Dir: Paul Solet
Star: Jordan Ladd, Gabrielle Rose, Samantha Ferris, Stephen Park
The most memorable moment here is perhaps at the very end of the credits, when the dedication comes up: “For Mom.” I am curious whether the mother of writer-director Solet has ever seen this film, and if so, what she thought. For I don’t think I have ever seen a more gynophobic movie, almost every aspect of the feminine – pregnancy, childbirth, breasts – being portrayed with a morbid terror that reminded me of the early works of David Cronenberg [The Brood in particular]. Madeline (Ladd) has finally got pregnant, after years of trying, but her happiness is dashed when a car-crash kills her husband and unborn child. Madeline carries the baby to term anyway; while initially appearing still-born, it miraculously revives, to her joy.
However, when she brings her daughter, Grace, home, she realizes something is up. Grace smells funny and is starting to attract flies. Her mother-in-law (Rose) is unimpressed by Madeline’s parental techniques and prepares to take control of her grand-daughter. Needless to say, Grace’s blood mother [and I mean that in more than one way], won’t see that happen without a fight. I have to say, I am probably not the one who would be most affected by the targets in this film – while there are some threats which are common to men and women e.g. death, this one is focused on the parents, and particularly the mothers, of very young children.

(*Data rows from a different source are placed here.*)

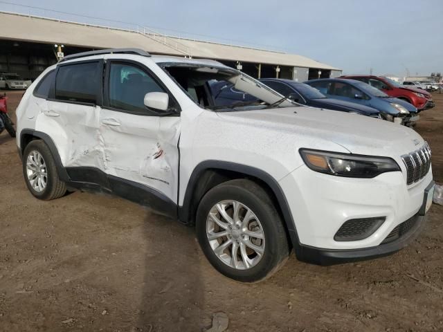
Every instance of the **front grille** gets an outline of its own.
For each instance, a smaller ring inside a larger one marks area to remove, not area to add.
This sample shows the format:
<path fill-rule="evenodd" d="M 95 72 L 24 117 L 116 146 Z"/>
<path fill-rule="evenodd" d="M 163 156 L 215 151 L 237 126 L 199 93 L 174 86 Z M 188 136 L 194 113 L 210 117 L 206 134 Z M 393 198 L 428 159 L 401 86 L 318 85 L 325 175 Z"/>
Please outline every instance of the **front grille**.
<path fill-rule="evenodd" d="M 413 216 L 406 221 L 397 225 L 395 228 L 394 228 L 390 233 L 388 234 L 385 239 L 383 240 L 381 243 L 383 244 L 392 242 L 392 241 L 401 237 L 404 234 L 408 234 L 417 223 L 417 216 Z"/>
<path fill-rule="evenodd" d="M 406 167 L 406 183 L 412 185 L 423 178 L 431 167 L 431 149 L 427 142 L 421 149 L 401 156 Z"/>
<path fill-rule="evenodd" d="M 384 222 L 385 216 L 359 218 L 345 221 L 334 236 L 335 241 L 357 241 L 372 235 Z"/>

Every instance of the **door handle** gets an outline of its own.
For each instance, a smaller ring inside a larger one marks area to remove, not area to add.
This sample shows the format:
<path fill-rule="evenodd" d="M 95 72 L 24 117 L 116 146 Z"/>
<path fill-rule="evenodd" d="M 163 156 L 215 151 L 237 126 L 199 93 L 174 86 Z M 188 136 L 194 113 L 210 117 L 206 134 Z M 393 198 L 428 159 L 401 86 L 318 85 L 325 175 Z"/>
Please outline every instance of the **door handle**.
<path fill-rule="evenodd" d="M 120 122 L 114 119 L 103 119 L 102 120 L 102 123 L 103 124 L 107 124 L 109 126 L 120 126 Z"/>
<path fill-rule="evenodd" d="M 53 111 L 52 109 L 48 109 L 47 111 L 44 111 L 43 113 L 45 116 L 53 116 L 54 118 L 57 118 L 57 116 L 60 116 L 60 114 L 57 113 L 55 111 Z"/>

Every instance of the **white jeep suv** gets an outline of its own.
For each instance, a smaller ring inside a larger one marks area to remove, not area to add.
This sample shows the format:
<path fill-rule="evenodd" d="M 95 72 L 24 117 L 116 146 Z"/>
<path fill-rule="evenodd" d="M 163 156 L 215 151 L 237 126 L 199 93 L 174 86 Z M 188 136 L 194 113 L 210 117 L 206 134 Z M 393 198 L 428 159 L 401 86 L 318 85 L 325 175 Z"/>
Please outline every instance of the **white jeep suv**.
<path fill-rule="evenodd" d="M 260 102 L 220 98 L 232 84 Z M 431 150 L 413 130 L 302 107 L 213 60 L 68 56 L 17 116 L 35 196 L 78 188 L 149 206 L 195 225 L 213 266 L 243 282 L 271 275 L 292 248 L 322 265 L 395 252 L 432 201 Z"/>

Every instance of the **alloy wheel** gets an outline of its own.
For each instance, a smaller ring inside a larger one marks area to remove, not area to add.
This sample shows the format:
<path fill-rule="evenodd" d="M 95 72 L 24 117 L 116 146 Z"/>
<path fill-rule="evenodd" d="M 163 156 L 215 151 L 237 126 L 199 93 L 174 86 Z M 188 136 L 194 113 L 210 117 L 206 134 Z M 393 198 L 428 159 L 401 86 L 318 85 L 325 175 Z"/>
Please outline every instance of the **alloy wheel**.
<path fill-rule="evenodd" d="M 37 192 L 43 192 L 48 184 L 46 164 L 37 150 L 32 151 L 26 158 L 26 175 L 30 186 Z"/>
<path fill-rule="evenodd" d="M 255 266 L 264 252 L 264 232 L 258 218 L 237 201 L 222 201 L 211 208 L 206 236 L 217 257 L 237 270 Z"/>

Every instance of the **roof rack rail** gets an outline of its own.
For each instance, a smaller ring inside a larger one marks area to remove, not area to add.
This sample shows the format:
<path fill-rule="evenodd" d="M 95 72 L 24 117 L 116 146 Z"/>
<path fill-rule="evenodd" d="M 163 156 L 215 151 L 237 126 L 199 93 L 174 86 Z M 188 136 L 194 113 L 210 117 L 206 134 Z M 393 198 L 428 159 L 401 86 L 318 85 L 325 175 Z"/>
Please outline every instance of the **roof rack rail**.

Not that the rest of us won’t find ourselves squirming it our seats at certain moments – or wanting to yell at the screen, as Madeline proceeds with her parenting, oblivious (willfully or otherwise) to the horrible reality. It’s never made entirely clear exactly what is up with the baby, but it’s just not good. The film’s main issue is a climax between Mom and Grandmom, which proceeds at a pace best described as glacial, and given this, also goes on for far too long. As a result, there’s no tension generated, though admittedly, Solet doesn’t seem to be gunning for this much in the rest of the film – it’s no coincidence Madeline’s cat is named Jonesy, a homage to Ripley’s feline in Alien. It’s a good job we weren’t planning to have any more kids, because this flick would do an excellent job of convincing me otherwise.